According to police, Martinez sold the false documents after Villasenor created them. Beavercreek Police Captain Eric Grile previously told this newspaper that fake identifications from the operation were sold in Greene County.
During previous hearings, both men acknowledged to the court that they were not United States citizens.
During the sentencing hearing Wednesday, Villasenor’s attorney, Griff Nowicki, said his client had no underlying malicious intent in the crimes, indicated that his client needed money at the time of the crimes and said that the case had “technically no victims.”
In response, assistant prosecuting attorney David Hayes said, “The very nature of their crime is to help others break the law as well and regardless of his motivation for doing so, the seriousness of these crimes and their potential for mischief and potential loss to the state in the form of illegally obtained benefits cannot be overstated.
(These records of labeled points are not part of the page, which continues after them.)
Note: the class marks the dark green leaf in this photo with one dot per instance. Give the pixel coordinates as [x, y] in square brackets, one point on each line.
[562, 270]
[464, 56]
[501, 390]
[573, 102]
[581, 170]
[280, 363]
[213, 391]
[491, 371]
“Mr. Nowicki said that there are no victims,” he added. “That might be true under the facts of this case, your honor, but with regards to the conduct that he and Eloy Martinez were committing, you are a potential victim, I am a potential victim, every taxpayer in this community is a potential victim.”
Hayes asked for a 10-year prison sentence on behalf of the state just before Judge Michael Buckwalter handed down the six-year sentence.
Villasenor pleaded guilty in May to an engaging in a pattern of corrupt activity charge, as well as five money laundering charges and agreed to forfeit some of the items considered to be used in or proceeds of the operation, including computers, a printer, ID cards and other items. The other 24 counts Villasenor was indicted on in December 2015 were dismissed as part of a plea agreement.
Martinez pleaded guilty to six felony charges related to the operation earlier this month and is scheduled to be sentenced Aug. 11. He faces a prison sentence of up to 23 years.